Hello Dustin: I am all over anything that is related to economic development. Can you share a little bit about how you are using emerging technology for EconDev?

Cheers!
Alan Pruitt
Yuma AZ

Dustin Haisler

Hi Alan,

Our community is fairly small, and because we don’t have an economic development corporation, we assume the role of managing economic development for our area. The use of the barcode project has spurred significant attention in our area, and has allowed us to show the other innovative projects and incentives our community has to offer businesses. I currently travel and speak on how technology can be used as a form of economic development, because there are many ways even a smaller municipality can use technology as a form of economic development. For instance, if you provide incentives for developers that bring fiber to the home (FTTH) to their developments, you can help to increase the overall attractiveness of the area and build important infrastructure at the same time (thus another form of economic development).

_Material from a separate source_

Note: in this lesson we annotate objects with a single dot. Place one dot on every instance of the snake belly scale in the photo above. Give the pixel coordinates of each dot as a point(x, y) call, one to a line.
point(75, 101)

Technology has become one of our most important aspects of economic development. I’d be happy to answer any other questions that you have. Feel free to e-mail me at [email protected] or call me at 512-272-5555.

Best regards,

Dustin Haisler

Scott Bryan

Manor’s white paper ( http://www.cityofmanor.org/comwhitepaper.pdf ) does a great job of explaining how they’ve deployed this technology and contains links to useful resources. I think it would be wise to have a best practices QR forum where folks working with this technology could develop a comprehensive guide to it’s deployment.

I notice there is no attempt to inform users of what sort of content is available which might leave the approach open to having its usefulness diminished as more and more QR codes are deployed by other sectors of our economy. Perhaps a standard could be established that used icons above the codes or background colors to indicate what sort of information a code makes available.

It also made me wonder how easy it is to hijack a QR code. It seems like that system may be vulnerable to a new sort of fraud/vandalism because altering the signs with a marker of some kind could allow someone to misdirect users to a fraudulent URL. The white paper does not address any of the risks posed by this approach.

Dustin Haisler

Hi Scott,

Thanks for the feedback. I agree that a QR-code forum is needed to continue this discussion. As a result, I created a QR-code group on GovLoop, which can be found at https://www.govloop.com/group/qrcodesingovernment.

In response to your question on potential security threats (such as hijacking), we have been testing different ways to embed logos (using an algorithm) that would be very difficult to replicate as in the image below.

It was not included in the initial whitepaper because our research on this area is still ongoing; however, it is our intentions to publish this information in our next whitepaper “Overcoming Challenges With QR-codes.”